Foreign bloggers present new ways for outside world to get a glimpse into China
Published: Jan 24, 2022 09:34 PM
A foreigner livestreams the post-pandemic city of Wuhan. Photo: IC

A foreigner livestreams the post-pandemic city of Wuhan. Photo: IC

In recent days, videos that were taken by foreigners who live in China about their lives and travels to different cities in China have been attracting more subscribers in China and abroad, and while their videos have shown the outside world the authentic China that is vastly different from what the Western media has portrayed, they continue to be smeared by anti-China forces who call them "propagandist paid by the Chinese government." 

Previously, the BBC released a report in July 2021, noting that in recent years, foreign video bloggers denouncing what they say is negative coverage of China on highly controversial subjects are attracting large numbers of subscribers on platforms like YouTube. The report claimed these foreign bloggers are spreading "disinformation." 

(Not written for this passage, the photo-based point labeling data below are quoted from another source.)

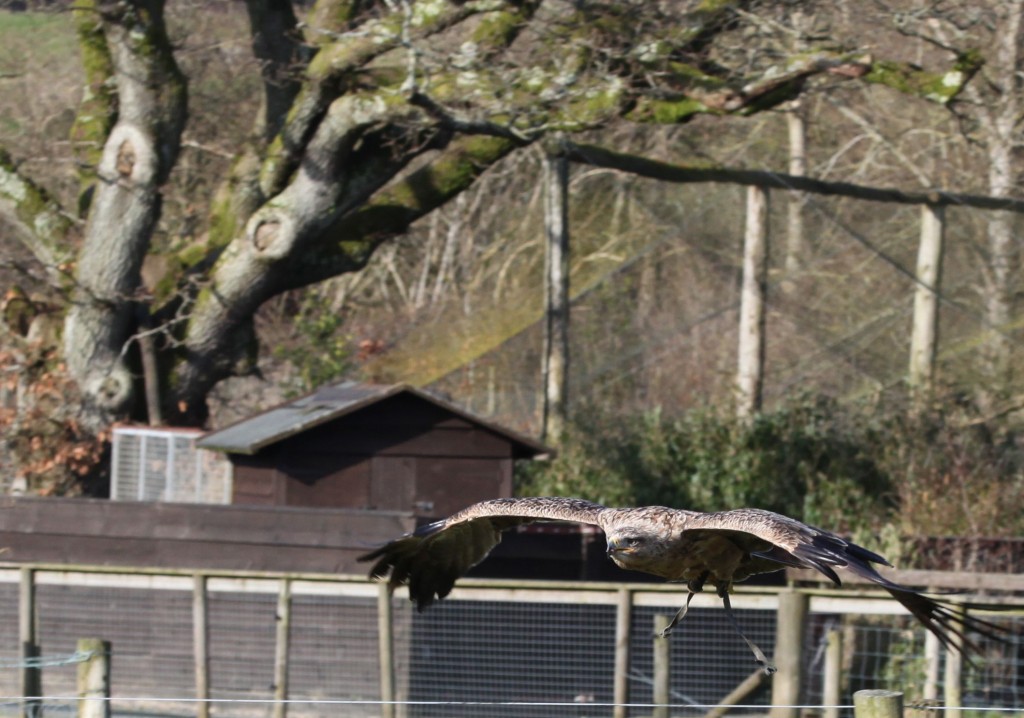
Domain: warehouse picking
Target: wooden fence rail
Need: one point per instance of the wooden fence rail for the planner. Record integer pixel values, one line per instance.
(793, 606)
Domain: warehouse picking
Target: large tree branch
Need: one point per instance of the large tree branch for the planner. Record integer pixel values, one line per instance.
(137, 157)
(275, 44)
(97, 110)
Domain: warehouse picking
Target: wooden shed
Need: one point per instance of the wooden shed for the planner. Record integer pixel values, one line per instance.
(379, 448)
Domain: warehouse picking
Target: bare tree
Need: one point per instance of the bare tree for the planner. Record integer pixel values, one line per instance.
(989, 117)
(374, 114)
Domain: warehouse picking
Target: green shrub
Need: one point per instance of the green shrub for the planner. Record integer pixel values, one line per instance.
(808, 460)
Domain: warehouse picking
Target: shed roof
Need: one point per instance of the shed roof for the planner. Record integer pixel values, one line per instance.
(332, 402)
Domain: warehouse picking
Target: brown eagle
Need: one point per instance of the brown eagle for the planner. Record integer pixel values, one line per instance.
(696, 548)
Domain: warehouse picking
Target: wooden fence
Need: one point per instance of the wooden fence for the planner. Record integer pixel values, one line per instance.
(792, 606)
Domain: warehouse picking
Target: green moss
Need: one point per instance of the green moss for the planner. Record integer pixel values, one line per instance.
(498, 29)
(98, 108)
(666, 112)
(938, 87)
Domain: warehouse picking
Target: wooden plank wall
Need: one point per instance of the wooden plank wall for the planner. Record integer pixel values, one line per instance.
(97, 532)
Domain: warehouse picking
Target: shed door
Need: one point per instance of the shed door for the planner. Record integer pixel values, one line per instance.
(392, 486)
(446, 484)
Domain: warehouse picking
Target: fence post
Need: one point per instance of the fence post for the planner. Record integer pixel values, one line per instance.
(201, 645)
(32, 676)
(663, 672)
(792, 619)
(878, 704)
(94, 678)
(933, 660)
(624, 616)
(750, 372)
(833, 679)
(284, 617)
(953, 689)
(385, 637)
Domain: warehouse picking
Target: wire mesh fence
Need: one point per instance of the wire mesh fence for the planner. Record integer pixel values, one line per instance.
(495, 648)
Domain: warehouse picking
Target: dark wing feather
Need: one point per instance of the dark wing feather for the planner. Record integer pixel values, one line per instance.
(430, 559)
(798, 545)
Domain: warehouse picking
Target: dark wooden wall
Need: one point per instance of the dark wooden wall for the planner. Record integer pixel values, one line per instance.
(97, 532)
(402, 454)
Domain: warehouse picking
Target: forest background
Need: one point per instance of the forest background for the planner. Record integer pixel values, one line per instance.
(445, 291)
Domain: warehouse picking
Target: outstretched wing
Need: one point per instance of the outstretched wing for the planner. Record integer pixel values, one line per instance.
(779, 541)
(432, 557)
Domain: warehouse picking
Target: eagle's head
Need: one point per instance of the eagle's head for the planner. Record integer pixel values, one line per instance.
(632, 547)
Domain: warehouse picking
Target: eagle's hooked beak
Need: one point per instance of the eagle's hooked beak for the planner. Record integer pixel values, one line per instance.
(616, 545)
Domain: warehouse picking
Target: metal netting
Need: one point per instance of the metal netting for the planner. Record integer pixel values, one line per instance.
(489, 650)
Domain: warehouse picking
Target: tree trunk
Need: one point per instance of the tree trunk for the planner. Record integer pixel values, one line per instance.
(926, 305)
(750, 377)
(136, 158)
(556, 297)
(795, 243)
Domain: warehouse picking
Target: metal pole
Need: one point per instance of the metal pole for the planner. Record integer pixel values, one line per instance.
(622, 681)
(663, 671)
(284, 617)
(201, 645)
(385, 633)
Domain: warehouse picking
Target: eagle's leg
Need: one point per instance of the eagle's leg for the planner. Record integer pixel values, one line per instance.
(694, 587)
(759, 656)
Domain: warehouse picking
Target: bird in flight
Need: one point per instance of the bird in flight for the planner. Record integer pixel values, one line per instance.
(695, 548)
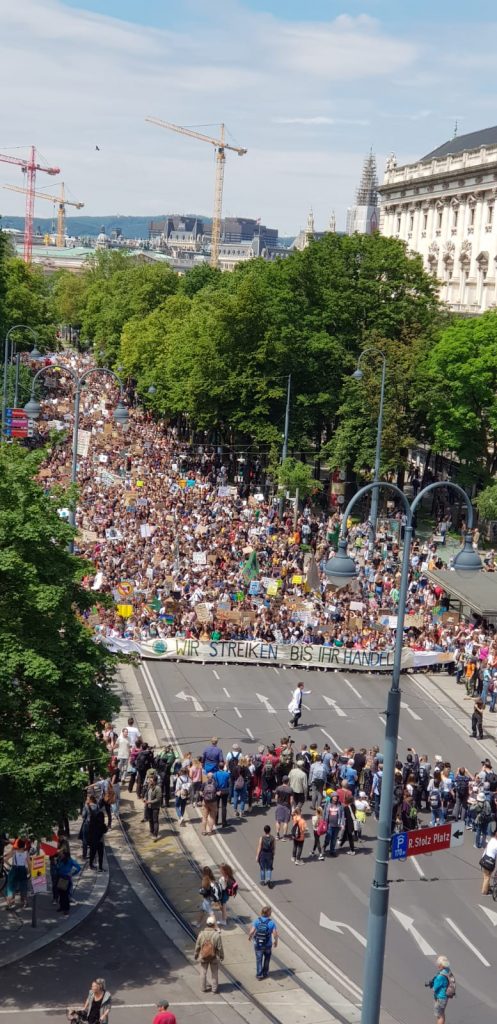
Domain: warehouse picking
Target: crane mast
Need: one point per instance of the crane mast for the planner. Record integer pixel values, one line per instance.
(220, 146)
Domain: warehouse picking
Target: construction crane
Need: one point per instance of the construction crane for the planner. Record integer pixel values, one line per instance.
(220, 146)
(61, 204)
(29, 167)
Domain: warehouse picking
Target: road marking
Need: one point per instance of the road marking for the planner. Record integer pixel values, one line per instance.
(353, 990)
(414, 861)
(338, 926)
(466, 942)
(460, 725)
(189, 696)
(270, 709)
(335, 744)
(353, 688)
(491, 914)
(333, 704)
(417, 718)
(408, 926)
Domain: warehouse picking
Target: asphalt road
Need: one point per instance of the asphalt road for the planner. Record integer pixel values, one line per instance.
(122, 943)
(438, 895)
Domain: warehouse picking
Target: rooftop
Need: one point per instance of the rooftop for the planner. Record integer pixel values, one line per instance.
(461, 143)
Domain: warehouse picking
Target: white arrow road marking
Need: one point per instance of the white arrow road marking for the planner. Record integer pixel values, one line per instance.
(408, 926)
(410, 712)
(266, 704)
(466, 942)
(188, 696)
(338, 927)
(332, 704)
(491, 914)
(353, 688)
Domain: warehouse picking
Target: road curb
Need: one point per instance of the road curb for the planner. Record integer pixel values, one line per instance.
(81, 913)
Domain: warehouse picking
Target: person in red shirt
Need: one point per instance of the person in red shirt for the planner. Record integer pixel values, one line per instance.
(164, 1016)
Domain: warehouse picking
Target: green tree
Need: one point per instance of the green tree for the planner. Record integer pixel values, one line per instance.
(461, 373)
(486, 503)
(55, 682)
(294, 475)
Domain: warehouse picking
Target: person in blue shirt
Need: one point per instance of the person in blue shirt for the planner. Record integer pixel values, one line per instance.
(221, 778)
(263, 933)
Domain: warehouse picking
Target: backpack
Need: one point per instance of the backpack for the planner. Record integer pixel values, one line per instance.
(232, 888)
(207, 950)
(261, 937)
(209, 792)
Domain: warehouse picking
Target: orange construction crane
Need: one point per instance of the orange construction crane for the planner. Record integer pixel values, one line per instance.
(61, 204)
(29, 167)
(220, 145)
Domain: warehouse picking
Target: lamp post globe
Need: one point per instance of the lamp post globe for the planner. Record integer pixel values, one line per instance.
(32, 409)
(467, 560)
(340, 569)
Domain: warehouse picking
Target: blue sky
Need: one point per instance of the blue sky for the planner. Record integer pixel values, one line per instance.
(306, 87)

Curt McArdle, a blogger from the UK who lives in Suzhou of East China's Jiangsu Province, called this BBC report "nonsense." He said that "it's a pity because growing up in the UK, you are told that the BBC is the most trustworthy source of news. You're encouraged to believe everything they say. Over the past few years, I've learned that this just simply isn't the case. But not everyone realizes that yet."

"My videos are never about politics or controversy. I just take my camera out on to the streets and show people the China that I see every day. I don't tell my viewers what to believe. I just show them China from my perspective and let them come to their own conclusions. Generally, people are amazed at how modern and vibrant China is and how happy and friendly Chinese people are!" said McArdle. 

Other foreign bloggers that have been under similar criticism include Lee and Oli Barrett, a father-son duo on YouTube, and Jason Lightfoot - all of whom have lived in China for a long time and record videos of their daily lives in the country. 

McArdle said that the difference between the foreign bloggers that the BBC targeted, and the BBC itself is that the bloggers are here in China. "They see it, they feel it, they experience it every day. These bloggers back everything they say up with facts and statistics, rather than rumor and hearsay from so called experts who have never even visited China."

Unfortunately, so much anti-China rhetoric has been forced upon people on a regular basis in the West and the UK, and it can become hard to ignore. McArdle said that Westerners who want to know the truth about China need to seek out opinions from people who are actually living here and see if they agree with what the Western media say.

"Currently, the public opinion on China-related issues in the West is quite sick, unhealthy, irrational, and paranoid. Balanced opinions are rare," Li Haidong, a professor at the Institute of International Relations at China Foreign Affairs University, told the Global Times.

Such opinions could be truly dangerous to the society. Western governments have been using such unbalanced and layman voices to demonize China and frighten the public, which leads to a hostile and ill-informed consensus, Li noted.

Western media attacks whoever speaks well of China, whether Chinese or foreign, which shows how stubborn these media entities are on issues related to China, Li said.

Under these biased attacks by Western media, these foreign influencers introduce China to the West in an objective way based on their own lives, experiences, and sentiments, which is precious. Meanwhile, it should be noted that the influencers are not necessarily related to or even supported by China, Li said.